Nos quedamos en silencio durante unos segundos. Mis ojos miraban los suyos, las palabras se me agolparon en la garganta hasta atascarse. Comprendí que la conversación había terminado y que a partir de ese momento estaba solo en aquel embrollo.

Metí en un bolsillo de la chaqueta el arma y las balas, y nos pusimos de pie. Me despidió en el rellano y me pidió que no volviera a visitarle. Bien sabía a lo que me enfrento y, como él dijo, no hay nada que pueda hacerse para derrotar a este mal.

 

Nuestros vecinos han desaparecido. Hace un par de días fui a su casa con la pistola en la mano. No había ni rastro de ellos. El apartamento estaba limpio, sin ningún efecto personal, solo quedaban los muebles y el olor a sangre impregnado en las paredes. Me hubiera gustado morir combatiéndolos, volándoles la tapa de los sesos o clavándoles la pata de una silla en el corazón. Tanto me daba, solo deseaba cobrar mi venganza, y me la habían arrebatado. Malnacidos. Malmuertos.

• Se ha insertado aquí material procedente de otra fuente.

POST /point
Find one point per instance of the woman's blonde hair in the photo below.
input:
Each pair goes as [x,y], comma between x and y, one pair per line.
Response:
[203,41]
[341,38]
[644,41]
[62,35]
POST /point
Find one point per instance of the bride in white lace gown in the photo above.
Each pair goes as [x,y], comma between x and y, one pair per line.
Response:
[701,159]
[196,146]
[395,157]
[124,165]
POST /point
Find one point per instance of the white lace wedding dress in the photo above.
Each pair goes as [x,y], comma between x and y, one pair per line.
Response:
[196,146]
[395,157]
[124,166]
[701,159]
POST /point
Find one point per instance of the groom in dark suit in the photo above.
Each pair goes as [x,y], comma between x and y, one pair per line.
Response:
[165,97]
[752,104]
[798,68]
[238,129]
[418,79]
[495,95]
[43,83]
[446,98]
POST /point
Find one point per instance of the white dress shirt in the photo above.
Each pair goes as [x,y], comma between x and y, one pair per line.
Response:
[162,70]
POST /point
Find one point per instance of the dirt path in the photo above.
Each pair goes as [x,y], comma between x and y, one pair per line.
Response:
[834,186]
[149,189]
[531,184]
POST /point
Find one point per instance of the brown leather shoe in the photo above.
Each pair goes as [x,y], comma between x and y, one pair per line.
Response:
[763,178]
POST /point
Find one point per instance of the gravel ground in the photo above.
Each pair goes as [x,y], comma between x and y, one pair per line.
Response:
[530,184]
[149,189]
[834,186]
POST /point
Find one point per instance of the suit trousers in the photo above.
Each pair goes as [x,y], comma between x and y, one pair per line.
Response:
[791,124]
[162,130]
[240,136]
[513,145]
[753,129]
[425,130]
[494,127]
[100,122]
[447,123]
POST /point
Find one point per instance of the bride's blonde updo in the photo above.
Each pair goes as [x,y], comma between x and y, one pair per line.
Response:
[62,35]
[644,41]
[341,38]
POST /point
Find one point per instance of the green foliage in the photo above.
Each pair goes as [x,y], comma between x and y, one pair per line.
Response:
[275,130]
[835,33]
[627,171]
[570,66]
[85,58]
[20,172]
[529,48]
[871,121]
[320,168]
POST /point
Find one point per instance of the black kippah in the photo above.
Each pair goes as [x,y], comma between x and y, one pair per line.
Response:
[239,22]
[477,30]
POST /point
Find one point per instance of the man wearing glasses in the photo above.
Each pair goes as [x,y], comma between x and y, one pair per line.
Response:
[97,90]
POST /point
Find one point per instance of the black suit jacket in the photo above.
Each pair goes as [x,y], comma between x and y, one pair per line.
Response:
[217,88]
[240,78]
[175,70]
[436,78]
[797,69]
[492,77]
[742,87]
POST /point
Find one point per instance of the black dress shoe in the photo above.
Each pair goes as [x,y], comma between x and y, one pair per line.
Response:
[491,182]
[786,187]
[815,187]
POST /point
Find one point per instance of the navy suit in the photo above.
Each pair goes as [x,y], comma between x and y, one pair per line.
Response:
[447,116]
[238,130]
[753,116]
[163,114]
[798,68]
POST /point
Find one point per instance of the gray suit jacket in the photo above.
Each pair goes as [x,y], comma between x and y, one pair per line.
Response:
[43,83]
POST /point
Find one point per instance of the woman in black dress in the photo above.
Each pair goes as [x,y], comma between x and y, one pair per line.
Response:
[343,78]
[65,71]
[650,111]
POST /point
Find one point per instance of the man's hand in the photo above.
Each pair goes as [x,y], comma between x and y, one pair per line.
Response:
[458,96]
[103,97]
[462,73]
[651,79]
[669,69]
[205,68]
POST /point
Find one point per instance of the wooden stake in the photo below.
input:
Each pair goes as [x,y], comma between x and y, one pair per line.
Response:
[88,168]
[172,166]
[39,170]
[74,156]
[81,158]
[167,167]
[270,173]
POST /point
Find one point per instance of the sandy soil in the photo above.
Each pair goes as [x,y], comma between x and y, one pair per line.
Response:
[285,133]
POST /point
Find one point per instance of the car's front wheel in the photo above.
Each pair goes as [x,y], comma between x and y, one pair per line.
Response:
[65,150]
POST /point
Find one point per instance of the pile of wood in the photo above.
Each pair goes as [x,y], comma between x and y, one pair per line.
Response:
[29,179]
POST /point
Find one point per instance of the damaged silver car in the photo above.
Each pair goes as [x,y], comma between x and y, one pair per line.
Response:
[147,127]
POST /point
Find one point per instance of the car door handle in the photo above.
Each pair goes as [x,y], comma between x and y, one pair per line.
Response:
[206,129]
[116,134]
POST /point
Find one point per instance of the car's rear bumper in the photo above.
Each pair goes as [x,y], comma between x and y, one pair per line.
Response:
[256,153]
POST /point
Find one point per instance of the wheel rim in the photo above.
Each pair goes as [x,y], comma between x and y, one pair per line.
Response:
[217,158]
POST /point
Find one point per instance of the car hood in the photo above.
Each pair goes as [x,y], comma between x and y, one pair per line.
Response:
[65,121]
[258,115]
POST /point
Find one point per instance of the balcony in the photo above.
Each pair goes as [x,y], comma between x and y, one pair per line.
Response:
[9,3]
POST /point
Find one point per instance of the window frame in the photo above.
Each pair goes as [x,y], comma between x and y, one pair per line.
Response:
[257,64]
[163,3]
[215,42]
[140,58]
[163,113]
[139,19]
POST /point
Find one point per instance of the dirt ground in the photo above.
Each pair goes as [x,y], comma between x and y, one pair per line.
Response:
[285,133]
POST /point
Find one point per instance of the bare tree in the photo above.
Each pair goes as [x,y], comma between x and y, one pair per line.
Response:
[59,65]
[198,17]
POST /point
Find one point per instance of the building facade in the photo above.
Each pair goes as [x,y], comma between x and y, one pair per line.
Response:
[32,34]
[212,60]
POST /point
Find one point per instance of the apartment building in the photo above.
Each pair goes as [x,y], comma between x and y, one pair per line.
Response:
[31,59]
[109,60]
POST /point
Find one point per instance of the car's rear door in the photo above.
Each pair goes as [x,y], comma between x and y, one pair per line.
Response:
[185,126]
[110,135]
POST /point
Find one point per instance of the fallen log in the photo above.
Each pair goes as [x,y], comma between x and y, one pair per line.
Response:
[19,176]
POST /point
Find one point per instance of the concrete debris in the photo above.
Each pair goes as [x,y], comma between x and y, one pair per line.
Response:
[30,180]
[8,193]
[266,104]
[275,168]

El único consuelo que me queda es acabar con el sufrimiento de mi familia. Aunque también podría tumbarme junto a Raúl, a la espera de un afilado beso de buenas noches. De todos modos, estoy convencido de que yo no podría soportar esa vida, ese estado famélico de mirada sedienta, carente de cualquier brillo de humanidad. La misma que despedían los ojos de nuestros malditos vecinos esa noche; ahora comprendo la ansiedad que se adivinaba en sus expresiones.

No puedo permitirlo.

Acaricio el brazo de mi hijo y siento el tacto de su piel suave a través del cañón de la pistola mientras la deslizo hacia su cabeza de niño, que nunca llegará a madurar. Solo necesito tres balas para terminar con esto.

Solo espero tener el valor de poder dispararlas.